Monday, March 21, 2011

How to Prime Plastic Figures

I have tried several methods for priming plastic figures before I settled on this method.  It is not the fastest method I have ever used to prime figures, but since I started using it in 2008, I have had zero flaking or chipping from any of the figures so primed.  It relies on thin coats of flexible paint to prevent chipping and flaking.  I have included copies of the unpainted figures in my photos to compare to the ones being primed.

I start by wash my figures with hot soapy water, rinse them well with hot water, and make sure they are completely dry. I then mist the figures with a light coat of white Rust-oleum Plastic Primer.  The directions say to prepare new plastic by wiping it down with paint thinner, I have never bothered to do this step and it seems to work perfectly without doing it.

(Click on the image for a larger version)
Enlarge the photo below to see how much paint I try to apply.  The most important part of this step is to ensure the spray primer is not applied too thickly.  Rust-oleum Primer if applied too thickly will still flake.  Thin coats are the trick. Once the figure is dry, I take a soft toothbrush and buff the figures gently.  It removes loose paint, smooths out the coat, and tests to make sure the paint that will not rub off or flake.

(Click on the image for a larger version)
I then apply a thin coat of undiluted flat black latex house paint.  I use just a few drops of paint per figure.  I work it out into a thin coat.  I use a cheap paintbrush with medium thickness plastic bristles to apply the paint, the sort of paintbrushes you give kids to do arts and crafts projects.  If you look at the picture below you can see the white spray coating showing through on the figures.  Again, you are trying for a thin coat of paint not complete coverage with this coat.  Once dry, I give it another buffing with the toothbrush.

(Click on the image for a larger version)
I then apply one more thin coat of latex paint.  You can see this thin coat of paint has gotten rid of the white undercoat that was visible.  After drying, I brush down the figure with the toothbrush again.  The figures are now primed and are ready to paint.

(Click on the image for a larger version)
I have one last optional step when priming my figures,  I dry brush the entire figure with white paint to bring out the details to aid me in the rest of the painting progress. After dry, I will take the toothbrush to the figure one more time. 

(Click on the image for a larger version)
The figures are now completely primed and ready to be painted.  At this point, I sometimes use a watered down paint or ink base coat color.  Since that coat is translucent the shading given by the dry brushing shows though and gives nice shading effects with no more work than a normal base coat would take to apply, I will post another how to article later on this technique.

The important thing to remember about my priming technique is it is based on thin coats of paint.  The spray primer bonds to the plastic, and the latex paint forms a coating that grips the spray primer while acting as a flexible skin that can move with the figure if it is bent or flexed.  Thick coats of paint that cannot flex when the figure moves tend to crack and then flake off of the figure.  I have been using this technique since 2008 and have yet to have any figure so painted chip or flake.

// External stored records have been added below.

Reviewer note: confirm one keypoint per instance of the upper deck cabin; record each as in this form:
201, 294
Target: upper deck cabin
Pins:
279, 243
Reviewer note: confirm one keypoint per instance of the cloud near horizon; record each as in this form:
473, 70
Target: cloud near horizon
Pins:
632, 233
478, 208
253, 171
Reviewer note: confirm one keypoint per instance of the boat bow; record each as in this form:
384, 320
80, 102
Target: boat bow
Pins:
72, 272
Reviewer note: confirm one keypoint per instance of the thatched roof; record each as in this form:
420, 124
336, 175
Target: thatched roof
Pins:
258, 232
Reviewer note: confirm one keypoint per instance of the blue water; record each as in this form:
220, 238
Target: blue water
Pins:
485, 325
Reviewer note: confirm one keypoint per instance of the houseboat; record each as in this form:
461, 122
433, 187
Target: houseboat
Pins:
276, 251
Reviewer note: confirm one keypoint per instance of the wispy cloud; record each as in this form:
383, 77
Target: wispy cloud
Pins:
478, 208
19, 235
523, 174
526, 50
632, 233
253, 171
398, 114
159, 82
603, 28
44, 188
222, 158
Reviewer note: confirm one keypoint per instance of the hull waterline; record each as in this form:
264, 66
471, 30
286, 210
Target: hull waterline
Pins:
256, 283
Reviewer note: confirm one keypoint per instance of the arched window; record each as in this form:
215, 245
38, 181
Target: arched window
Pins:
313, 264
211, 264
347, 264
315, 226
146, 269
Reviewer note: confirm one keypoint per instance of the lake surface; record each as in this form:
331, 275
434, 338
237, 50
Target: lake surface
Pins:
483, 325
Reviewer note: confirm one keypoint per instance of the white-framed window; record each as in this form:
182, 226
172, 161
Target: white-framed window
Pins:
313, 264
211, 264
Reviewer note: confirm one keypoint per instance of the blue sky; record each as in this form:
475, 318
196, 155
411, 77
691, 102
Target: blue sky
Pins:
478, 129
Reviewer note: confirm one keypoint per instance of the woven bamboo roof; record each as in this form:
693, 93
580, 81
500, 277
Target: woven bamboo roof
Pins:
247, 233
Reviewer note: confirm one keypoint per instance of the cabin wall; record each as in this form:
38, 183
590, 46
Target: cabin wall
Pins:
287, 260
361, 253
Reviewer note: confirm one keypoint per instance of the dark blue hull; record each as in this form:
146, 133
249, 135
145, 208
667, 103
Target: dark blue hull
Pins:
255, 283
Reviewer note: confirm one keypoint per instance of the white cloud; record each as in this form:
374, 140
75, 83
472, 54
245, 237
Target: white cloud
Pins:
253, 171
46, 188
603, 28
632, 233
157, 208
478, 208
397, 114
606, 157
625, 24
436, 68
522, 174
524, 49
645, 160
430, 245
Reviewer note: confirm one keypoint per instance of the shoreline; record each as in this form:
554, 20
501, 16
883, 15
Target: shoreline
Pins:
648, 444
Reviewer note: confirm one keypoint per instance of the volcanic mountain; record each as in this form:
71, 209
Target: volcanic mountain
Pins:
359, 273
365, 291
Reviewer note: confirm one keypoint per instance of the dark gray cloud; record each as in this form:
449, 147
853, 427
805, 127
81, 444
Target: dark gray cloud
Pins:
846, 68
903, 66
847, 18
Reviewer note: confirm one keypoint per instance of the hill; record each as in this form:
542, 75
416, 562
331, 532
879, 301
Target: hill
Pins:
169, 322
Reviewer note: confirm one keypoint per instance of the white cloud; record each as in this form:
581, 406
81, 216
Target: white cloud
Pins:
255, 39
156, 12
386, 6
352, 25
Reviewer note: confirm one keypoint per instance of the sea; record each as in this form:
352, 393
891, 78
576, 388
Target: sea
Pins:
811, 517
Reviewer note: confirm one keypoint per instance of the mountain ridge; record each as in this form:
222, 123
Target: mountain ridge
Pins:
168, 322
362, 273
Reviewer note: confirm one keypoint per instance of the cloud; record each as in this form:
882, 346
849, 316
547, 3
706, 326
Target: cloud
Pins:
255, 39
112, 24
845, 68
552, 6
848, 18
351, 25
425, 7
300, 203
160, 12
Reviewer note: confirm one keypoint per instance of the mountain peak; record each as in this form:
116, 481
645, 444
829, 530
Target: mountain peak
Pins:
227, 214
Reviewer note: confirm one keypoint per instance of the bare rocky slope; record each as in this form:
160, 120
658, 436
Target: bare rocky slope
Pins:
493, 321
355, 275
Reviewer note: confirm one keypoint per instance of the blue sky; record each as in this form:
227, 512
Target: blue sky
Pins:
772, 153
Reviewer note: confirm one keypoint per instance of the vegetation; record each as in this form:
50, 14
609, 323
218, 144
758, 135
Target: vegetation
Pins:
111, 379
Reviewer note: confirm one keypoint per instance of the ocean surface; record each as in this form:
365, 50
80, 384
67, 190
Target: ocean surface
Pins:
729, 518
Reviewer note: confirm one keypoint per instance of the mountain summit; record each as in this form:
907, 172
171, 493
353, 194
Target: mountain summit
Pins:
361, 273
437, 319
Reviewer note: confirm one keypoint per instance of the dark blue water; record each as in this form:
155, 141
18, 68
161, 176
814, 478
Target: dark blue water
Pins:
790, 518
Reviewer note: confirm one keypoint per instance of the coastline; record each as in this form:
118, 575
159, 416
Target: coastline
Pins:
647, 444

Questions and comments are always welcome. Thanks for reading...

Copyright © Ron Hamilton 2011, All Right Reserved.


  1. Ha!! I finally got in. Everytime I have clicked on your avatar etc it says "not available"??
    Anyway...good little article on priming

  2. Nice technique. A bit of work, but the result is very good.


  3. Thanks for the priming tip. I purchased a can of the Rustoleum Primer and find it to spray on with very little pigment. It almost appears to be clear with some white in the folds of the figure. I thought I might have a bad can so I exchanged it, but the new can is doing the same. This occurs after a good five minutes of shaking the can. Did your first coats go on the figures like this? Thanks. Ric

  4. If you can post a picture of your results it would be easier to comment. The first picture shows how my figures look with a light coat of primer. Do your figures look like that?